Early results show new GDNF gene therapy treatment is safe

Researchers in the US have shared their first results from a study looking at using a gene therapy, called AB-1005, to increase brain cells’ production of a growth factor called GDNF. Gene therapy is a treatment that makes small changes to a person’s genetic information within a specific type of cell. These changes enable cells to do more of, or start doing, a job. Such as, producing a growth factor.

What is a growth factor?

Growth factors are produced naturally by our cells to support the development, growth and survival of our bodies and our brains. They help to keep cells healthy and protect them from damage.
In Parkinson’s, decades of research has focused on how growth factors could be used to help protect or even repair brain cells that have become damaged. This could help prevent the loss of brain cells over time, which could slow down Parkinson’s getting worse.

GDNF, or glial derived neurotrophic factor, is one such growth factor that has been explored for its potential in Parkinson’s. However, a problem with all growth factors is that they are very large, and can’t easily get into the brain. This makes it very difficult to develop treatments that can reach the brain. For example, a simple pill containing GDNF wouldn’t be effective. So, researchers are looking at other ways to deliver growth factors to where they need to be.

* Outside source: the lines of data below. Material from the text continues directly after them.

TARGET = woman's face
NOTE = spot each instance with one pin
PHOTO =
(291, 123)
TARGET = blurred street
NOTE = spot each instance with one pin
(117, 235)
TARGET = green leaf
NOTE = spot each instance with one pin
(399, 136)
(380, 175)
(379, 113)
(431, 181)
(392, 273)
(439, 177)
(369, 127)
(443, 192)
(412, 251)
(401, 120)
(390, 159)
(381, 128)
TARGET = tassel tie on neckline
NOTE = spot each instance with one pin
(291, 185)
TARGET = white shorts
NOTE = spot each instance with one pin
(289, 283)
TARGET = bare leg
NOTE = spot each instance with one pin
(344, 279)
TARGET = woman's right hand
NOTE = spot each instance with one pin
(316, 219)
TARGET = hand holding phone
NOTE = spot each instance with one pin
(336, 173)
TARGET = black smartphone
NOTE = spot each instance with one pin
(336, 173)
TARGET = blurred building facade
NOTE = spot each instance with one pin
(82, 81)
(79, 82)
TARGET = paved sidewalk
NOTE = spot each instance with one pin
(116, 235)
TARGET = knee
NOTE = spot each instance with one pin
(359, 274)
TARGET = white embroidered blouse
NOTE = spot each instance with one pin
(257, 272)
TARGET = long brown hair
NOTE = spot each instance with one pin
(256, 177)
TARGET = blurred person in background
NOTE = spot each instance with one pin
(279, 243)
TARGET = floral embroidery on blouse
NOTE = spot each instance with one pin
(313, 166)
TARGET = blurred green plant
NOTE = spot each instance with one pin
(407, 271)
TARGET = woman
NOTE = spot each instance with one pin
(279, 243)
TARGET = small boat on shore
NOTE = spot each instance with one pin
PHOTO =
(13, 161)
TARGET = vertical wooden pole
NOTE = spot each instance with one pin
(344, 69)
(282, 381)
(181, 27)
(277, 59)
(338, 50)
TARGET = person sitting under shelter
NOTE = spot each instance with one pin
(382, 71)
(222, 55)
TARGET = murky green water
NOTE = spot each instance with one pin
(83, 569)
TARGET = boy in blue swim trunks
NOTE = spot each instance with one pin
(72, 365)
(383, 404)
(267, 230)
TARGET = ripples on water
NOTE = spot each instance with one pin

Read more about growth factors and their potential in our research blog.

What did the researchers do? 

The researchers at company AskBio have developed a type of treatment called a gene therapy. The treatment is injected into the brain, and works by encouraging the nearby brain cells to start producing more GDNF. They do this by changing harmless viruses so that they can act as a delivery package to carry the key instructions required for producing GDNF. The virus can then enter targeted brain cells and insert the instructions to increase the production of the specific growth factor.

In this early study, 11 people with Parkinson’s were given the AB-1005 gene therapy treatment by injection. They were then monitored for 18 months.

What did the results show?

The results published showed that there were no serious side effects for any of the 11 people who had undergone the treatment, after 18 months.

Some people in the study (5 out of 11) also saw an improvement over the 18 months in their movement symptoms of Parkinson’s. For the other participants, movement symptoms remained stable over this time.

The full results of the small study are available on the International Parkinson and Movement Disorders Society website.

What happens next?

The research team is now working on the next stage of the study. This will look to recruit over 80 people with Parkinson’s worldwide, including in the UK. It will be a double blinded study, with half the participants having the AB-1005 therapy, and the other half having the same injection but not receiving the treatment. This is the gold standard for testing a new treatment. It ensures that the results can’t be impacted by the participants or researchers knowing whether or not they have been given the drug.

Dr Becky Jones, Research Communications Manager, said: "It’s exciting to see positive early results of this gene therapy study.

"This is one of many research studies exploring gene therapies and growth factors for Parkinson’s, which makes it an exciting field for Parkinson’s research. We look forward to seeing the results of this next, larger study, where we’ll have more of an idea of how well the therapy might be working to slow the progression of Parkinson’s."